Years ago, when old Pa Pitt was taking pictures mostly on film, he used to develop black-and-white film on the kitchen counter. It was not difficult. Instead of a darkroom, he had a changing bag, which is a portable darkness with holes for one’s wrists, and a daylight tank. Once the film is loaded into the tank inside the changing bag, everything else can be done in broad daylight.
There are several steps to traditional film developing. First pour in the developer and slosh it around in the prescribed way: this sloshing is called agitation, and there are important chemical reasons for it that would be boring to go into. Then pour out the developer and pour in a stop bath, which stops the development. Then comes the fixer, which makes the film lightproof, so that you can actually see the negatives without turning them all black. Then you rinse the film, and if everything went right you have pictures—negatives, that is, which can be scanned or printed to make pictures you can look at.
A monobath promises to simplify that process by bundling the developer and fixer into one solution. The idea is that the developer works fast enough to outrun the fixer; once the development is done, the fixer does its work, and once you’ve rinsed off the chemicals, you have developed and fixed negatives in one step.
Now that Father Pitt is picking up film cameras again, the economy and speed of developing the film himself are once again appealing to him. When he heard about the idea of a monobath, he decided to try it. It worked the first time, so here is a description of the experience for anyone who might be considering doing the same.
For his test roll, Father Pitt took an Argus A, a cheap and not very capable camera from the 1930s, to Clinton Cemetery. He was also taking digital pictures, so if the whole roll was wasted, the only loss would be the price of the film. It was Kentmere Pan 100, which is some of the cheapest black-and-white film you can get, and in spite of its cheapness Father Pitt has almost no complaints about its quality. The one small complaint is that this particular roll seems not to have been attached to the spindle in the cartridge. You should know that the film is at the end when you can’t turn the winding knob (or push the advance lever for you fancy types whose cameras are newer than ninety years old). This roll just wound all the way out; we knew it was done because the rewind knob stopped turning. Fortunately the roll was destined for the changing bag anyway, but it would have been very inconvenient if Father Pitt had been planning to take it to the lab.
For processing, Cinestill offers a “Df96 Mono Film Processing Kit” that includes much of what you need to get started: the chemical solution, a small daylight tank for one roll of 35mm film, and a funnel with mesh filter (that’s important, because you’ll reuse the chemistry multiple times).
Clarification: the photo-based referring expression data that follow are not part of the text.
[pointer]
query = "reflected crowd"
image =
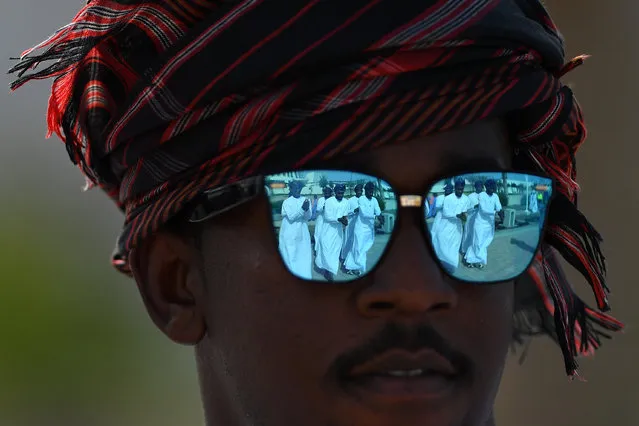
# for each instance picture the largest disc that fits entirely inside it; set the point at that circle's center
(349, 235)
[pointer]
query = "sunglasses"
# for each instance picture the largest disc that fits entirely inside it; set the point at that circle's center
(336, 225)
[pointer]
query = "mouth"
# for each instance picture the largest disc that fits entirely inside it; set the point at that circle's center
(401, 376)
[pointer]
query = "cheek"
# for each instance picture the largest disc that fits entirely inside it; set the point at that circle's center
(486, 315)
(255, 306)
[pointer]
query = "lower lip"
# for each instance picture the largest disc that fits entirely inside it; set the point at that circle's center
(403, 389)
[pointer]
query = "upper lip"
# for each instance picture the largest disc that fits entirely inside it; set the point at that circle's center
(398, 360)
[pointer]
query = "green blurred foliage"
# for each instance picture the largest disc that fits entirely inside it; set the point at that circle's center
(77, 347)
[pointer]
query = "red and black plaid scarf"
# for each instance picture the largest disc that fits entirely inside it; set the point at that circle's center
(290, 82)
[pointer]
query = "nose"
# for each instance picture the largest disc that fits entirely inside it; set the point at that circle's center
(409, 281)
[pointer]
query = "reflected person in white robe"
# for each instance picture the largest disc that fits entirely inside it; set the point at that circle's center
(438, 205)
(363, 231)
(353, 204)
(319, 215)
(295, 239)
(332, 236)
(473, 199)
(484, 228)
(533, 206)
(448, 234)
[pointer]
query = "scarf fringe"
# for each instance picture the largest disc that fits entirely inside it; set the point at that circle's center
(580, 244)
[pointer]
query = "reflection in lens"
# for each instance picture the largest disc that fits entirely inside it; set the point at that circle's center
(486, 227)
(331, 225)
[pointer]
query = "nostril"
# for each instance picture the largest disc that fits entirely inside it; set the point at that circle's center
(382, 306)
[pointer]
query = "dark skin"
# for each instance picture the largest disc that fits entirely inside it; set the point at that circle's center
(266, 343)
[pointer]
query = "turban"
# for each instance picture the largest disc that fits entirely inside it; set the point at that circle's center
(158, 100)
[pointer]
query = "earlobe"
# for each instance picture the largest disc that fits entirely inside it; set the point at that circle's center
(168, 274)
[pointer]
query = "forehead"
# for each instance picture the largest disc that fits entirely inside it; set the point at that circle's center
(410, 165)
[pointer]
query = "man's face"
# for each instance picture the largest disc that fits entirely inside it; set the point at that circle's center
(273, 350)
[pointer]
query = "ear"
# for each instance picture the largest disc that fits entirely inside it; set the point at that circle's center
(168, 272)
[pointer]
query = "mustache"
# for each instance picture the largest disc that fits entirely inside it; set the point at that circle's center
(409, 338)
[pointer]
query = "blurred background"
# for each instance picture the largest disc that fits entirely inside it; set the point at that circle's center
(76, 347)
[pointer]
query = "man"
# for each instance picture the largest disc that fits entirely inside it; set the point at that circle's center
(439, 204)
(363, 231)
(484, 228)
(179, 109)
(473, 201)
(295, 239)
(353, 211)
(533, 206)
(448, 235)
(335, 222)
(429, 206)
(319, 215)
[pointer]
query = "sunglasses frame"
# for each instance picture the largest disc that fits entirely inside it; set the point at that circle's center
(240, 192)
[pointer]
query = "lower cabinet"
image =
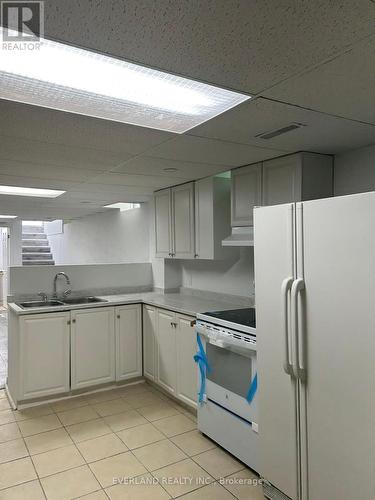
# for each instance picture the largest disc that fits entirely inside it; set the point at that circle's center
(149, 342)
(92, 347)
(187, 372)
(166, 350)
(63, 351)
(44, 367)
(128, 326)
(175, 341)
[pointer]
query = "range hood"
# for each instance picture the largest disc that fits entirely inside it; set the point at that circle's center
(240, 237)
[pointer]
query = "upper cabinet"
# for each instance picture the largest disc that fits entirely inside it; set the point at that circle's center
(296, 177)
(246, 193)
(191, 219)
(163, 223)
(183, 221)
(212, 218)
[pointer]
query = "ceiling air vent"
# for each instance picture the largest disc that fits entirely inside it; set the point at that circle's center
(280, 131)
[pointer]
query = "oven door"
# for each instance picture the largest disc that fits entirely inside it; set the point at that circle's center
(231, 372)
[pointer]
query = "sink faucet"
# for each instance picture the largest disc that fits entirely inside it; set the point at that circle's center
(67, 291)
(43, 296)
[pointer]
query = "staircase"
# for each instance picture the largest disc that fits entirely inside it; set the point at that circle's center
(35, 247)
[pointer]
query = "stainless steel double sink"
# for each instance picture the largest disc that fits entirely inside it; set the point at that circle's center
(54, 303)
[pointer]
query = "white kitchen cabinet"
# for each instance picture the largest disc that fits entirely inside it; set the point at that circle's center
(183, 221)
(212, 218)
(166, 350)
(297, 177)
(149, 342)
(128, 332)
(163, 223)
(187, 373)
(246, 193)
(92, 347)
(44, 342)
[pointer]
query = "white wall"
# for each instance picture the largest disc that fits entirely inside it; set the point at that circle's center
(235, 277)
(34, 279)
(106, 238)
(355, 171)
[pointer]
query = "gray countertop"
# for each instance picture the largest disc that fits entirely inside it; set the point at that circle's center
(178, 302)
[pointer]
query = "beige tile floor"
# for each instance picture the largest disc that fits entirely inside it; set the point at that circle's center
(131, 443)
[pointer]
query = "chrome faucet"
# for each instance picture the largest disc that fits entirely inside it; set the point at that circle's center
(67, 291)
(43, 296)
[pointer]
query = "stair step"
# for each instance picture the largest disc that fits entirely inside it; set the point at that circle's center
(35, 242)
(38, 262)
(36, 248)
(37, 256)
(34, 236)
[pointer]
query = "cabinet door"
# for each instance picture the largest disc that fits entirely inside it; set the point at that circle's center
(187, 375)
(166, 350)
(163, 223)
(44, 354)
(128, 342)
(282, 180)
(149, 333)
(183, 221)
(92, 347)
(246, 193)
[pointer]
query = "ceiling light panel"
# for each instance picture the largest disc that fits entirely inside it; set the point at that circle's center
(70, 79)
(33, 192)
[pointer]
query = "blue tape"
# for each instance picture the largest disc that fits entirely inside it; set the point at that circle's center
(252, 389)
(202, 361)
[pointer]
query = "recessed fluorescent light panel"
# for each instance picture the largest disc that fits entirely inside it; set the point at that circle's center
(123, 206)
(39, 193)
(70, 79)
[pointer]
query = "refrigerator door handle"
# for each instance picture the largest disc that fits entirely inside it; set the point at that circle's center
(298, 368)
(285, 289)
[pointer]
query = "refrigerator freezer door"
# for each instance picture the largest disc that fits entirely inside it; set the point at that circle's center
(339, 271)
(277, 390)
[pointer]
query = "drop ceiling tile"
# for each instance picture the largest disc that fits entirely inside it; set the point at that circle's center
(244, 45)
(344, 86)
(48, 154)
(130, 180)
(147, 165)
(25, 169)
(220, 153)
(59, 127)
(321, 133)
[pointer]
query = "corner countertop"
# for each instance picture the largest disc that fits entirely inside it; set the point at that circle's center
(182, 303)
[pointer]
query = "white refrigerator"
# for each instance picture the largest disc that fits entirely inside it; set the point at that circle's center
(315, 314)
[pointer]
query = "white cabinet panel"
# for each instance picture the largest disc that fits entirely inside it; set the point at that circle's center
(282, 180)
(246, 193)
(163, 223)
(92, 347)
(149, 342)
(166, 350)
(187, 374)
(183, 231)
(128, 342)
(44, 354)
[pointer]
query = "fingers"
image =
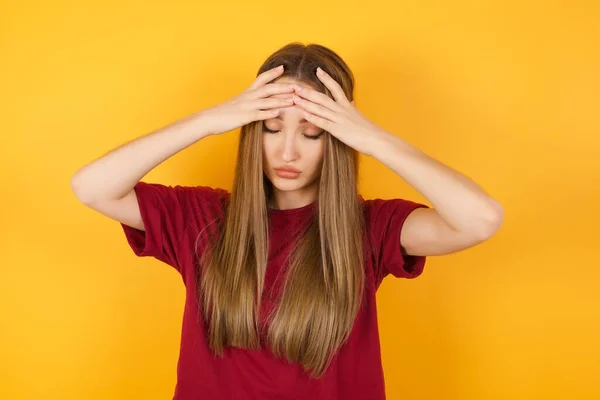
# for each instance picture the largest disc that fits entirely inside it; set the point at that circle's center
(322, 123)
(266, 77)
(265, 104)
(316, 109)
(336, 90)
(272, 89)
(262, 115)
(318, 97)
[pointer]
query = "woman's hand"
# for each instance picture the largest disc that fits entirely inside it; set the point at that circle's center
(253, 104)
(338, 116)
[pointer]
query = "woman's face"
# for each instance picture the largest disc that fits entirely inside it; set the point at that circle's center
(289, 141)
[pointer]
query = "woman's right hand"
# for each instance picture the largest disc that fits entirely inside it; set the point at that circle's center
(253, 104)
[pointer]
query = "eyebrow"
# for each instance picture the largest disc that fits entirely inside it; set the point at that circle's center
(282, 112)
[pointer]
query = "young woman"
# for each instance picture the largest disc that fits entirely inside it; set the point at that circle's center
(281, 273)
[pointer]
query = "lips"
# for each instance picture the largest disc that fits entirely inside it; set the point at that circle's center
(288, 169)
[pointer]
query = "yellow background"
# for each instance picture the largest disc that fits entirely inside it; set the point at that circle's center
(505, 92)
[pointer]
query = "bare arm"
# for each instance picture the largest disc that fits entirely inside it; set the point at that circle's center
(106, 184)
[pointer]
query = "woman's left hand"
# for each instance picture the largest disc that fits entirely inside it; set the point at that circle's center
(338, 116)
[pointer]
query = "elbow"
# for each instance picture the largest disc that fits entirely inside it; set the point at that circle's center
(492, 222)
(78, 189)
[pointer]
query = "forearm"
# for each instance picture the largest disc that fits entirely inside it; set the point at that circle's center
(462, 204)
(115, 174)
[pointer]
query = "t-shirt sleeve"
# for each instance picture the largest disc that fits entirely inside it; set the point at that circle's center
(385, 220)
(168, 212)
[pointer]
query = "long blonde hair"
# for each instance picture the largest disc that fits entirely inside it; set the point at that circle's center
(323, 289)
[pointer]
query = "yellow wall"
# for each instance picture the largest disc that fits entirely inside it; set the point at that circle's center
(505, 92)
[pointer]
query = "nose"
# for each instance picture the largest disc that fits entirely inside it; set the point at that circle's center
(290, 147)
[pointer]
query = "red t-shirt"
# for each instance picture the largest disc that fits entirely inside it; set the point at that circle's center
(173, 218)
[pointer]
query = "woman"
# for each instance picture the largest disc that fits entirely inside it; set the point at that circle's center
(281, 273)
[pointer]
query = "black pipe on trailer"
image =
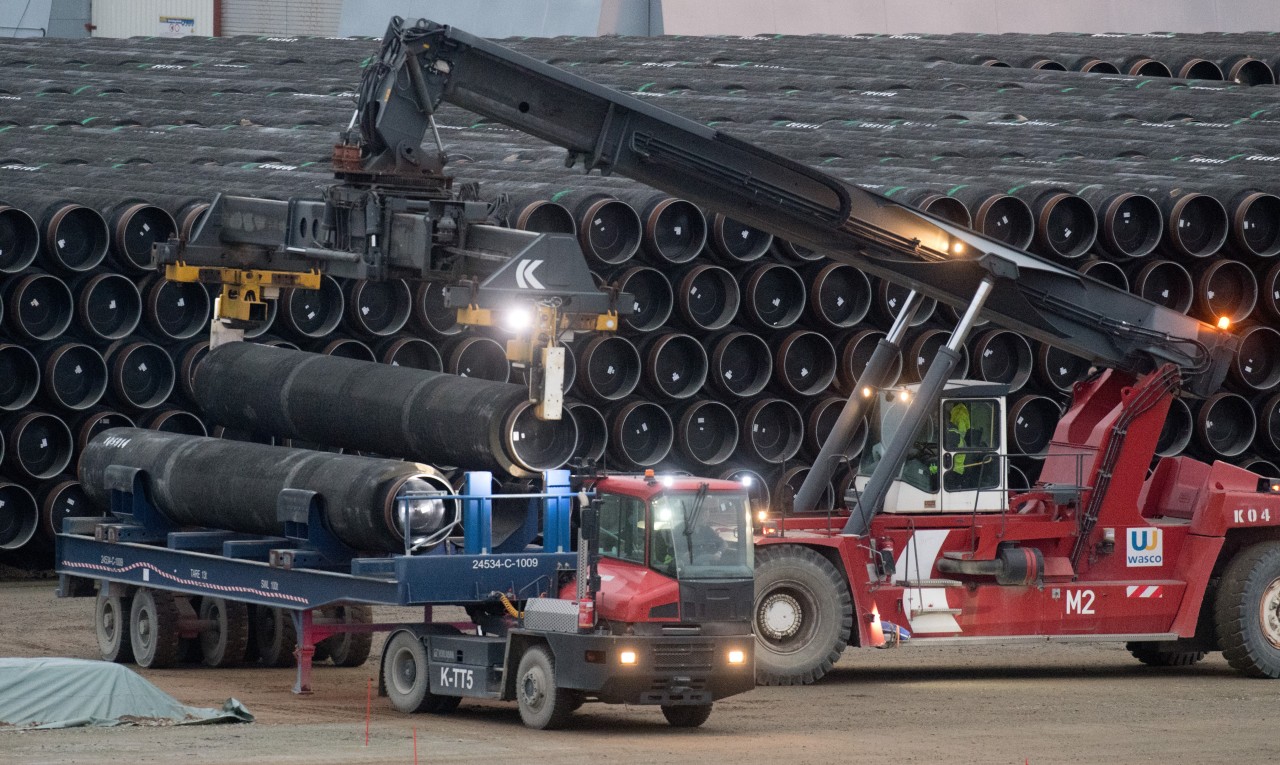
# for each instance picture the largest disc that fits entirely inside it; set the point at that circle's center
(200, 481)
(415, 413)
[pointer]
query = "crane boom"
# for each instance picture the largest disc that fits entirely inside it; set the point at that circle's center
(426, 64)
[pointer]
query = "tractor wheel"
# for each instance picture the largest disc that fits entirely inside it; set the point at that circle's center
(405, 676)
(275, 636)
(686, 717)
(348, 649)
(543, 705)
(1160, 654)
(154, 628)
(112, 624)
(804, 615)
(223, 644)
(1247, 612)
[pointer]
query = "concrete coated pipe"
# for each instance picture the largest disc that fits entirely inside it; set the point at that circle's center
(653, 299)
(608, 367)
(58, 499)
(176, 310)
(76, 238)
(1166, 283)
(142, 374)
(840, 296)
(416, 353)
(179, 421)
(19, 239)
(426, 416)
(675, 366)
(37, 306)
(708, 297)
(707, 433)
(819, 418)
(90, 424)
(1176, 433)
(773, 296)
(1002, 356)
(772, 430)
(1031, 422)
(741, 363)
(734, 242)
(641, 434)
(108, 306)
(37, 445)
(476, 356)
(378, 308)
(74, 375)
(19, 378)
(804, 363)
(593, 431)
(1225, 425)
(430, 314)
(200, 481)
(339, 348)
(1225, 288)
(757, 488)
(19, 516)
(311, 314)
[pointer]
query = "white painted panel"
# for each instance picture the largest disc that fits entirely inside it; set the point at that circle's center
(282, 17)
(938, 17)
(141, 18)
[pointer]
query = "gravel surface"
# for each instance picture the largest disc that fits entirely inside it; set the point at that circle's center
(992, 704)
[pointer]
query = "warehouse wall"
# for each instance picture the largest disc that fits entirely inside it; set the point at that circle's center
(894, 17)
(132, 18)
(507, 18)
(284, 17)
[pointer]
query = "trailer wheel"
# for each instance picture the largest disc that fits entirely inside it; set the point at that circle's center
(543, 705)
(686, 717)
(1247, 612)
(112, 624)
(154, 628)
(275, 636)
(407, 681)
(804, 614)
(223, 644)
(1157, 654)
(350, 649)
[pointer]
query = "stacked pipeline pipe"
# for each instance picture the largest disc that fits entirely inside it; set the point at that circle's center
(1082, 149)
If you don’t have a darkroom, you’ll also need a changing bag, and you’ll definitely need an accurate thermometer. It also helps to have a small tub that you can fill with water to maintain the right temperature in the chemistry.
Temperature and agitation are everything in this process. It is more or less self-timing: at a certain temperature, with a certain amount of agitation, the developer will do its job in time before the fixer is finished. A shorter time would not produce the result you want, but a longer time doesn’t seem to make much difference.
Since the temperature is so important, Father Pitt filled a tub with water at just a degree above the proper temperature and set the bottle of solution in it for a while. When the thermometer showed that the solution was at the right temperature, he poured some of the bath water into the tank with the film and left it in there for a minute. Then he poured the solution into the tank, followed the agitation instructions, and waited till the time was up. After that, he poured the solution back into the bottle and rinsed the film according to the instructions. Then he took it out and hung it up to dry.
It was obvious from a glance that the film had developed, and when the film was thoroughly dry scanning the negatives showed that nothing had gone wrong with the development process. Some online sources say that monobath developing increases the grain, and that may be true; we can only say that the grain seemed to compare favorably with the grain in the same brand of film processed by a local lab.
Well, this seems like a good way to get film developed with minimal effort. In the whole process, the hardest part was getting the film on the plastic spiral reel in the changing bag, and Father Pitt will share one hint that seems to have made that part much easier. Cut off the corners of the end of the film that goes into the reel: those sharp corners want to catch on everything, and smoothing them out seemed to make the film slip into the reel much more easily.
For his next roll, Father Pitt will try the same process, but with a better camera.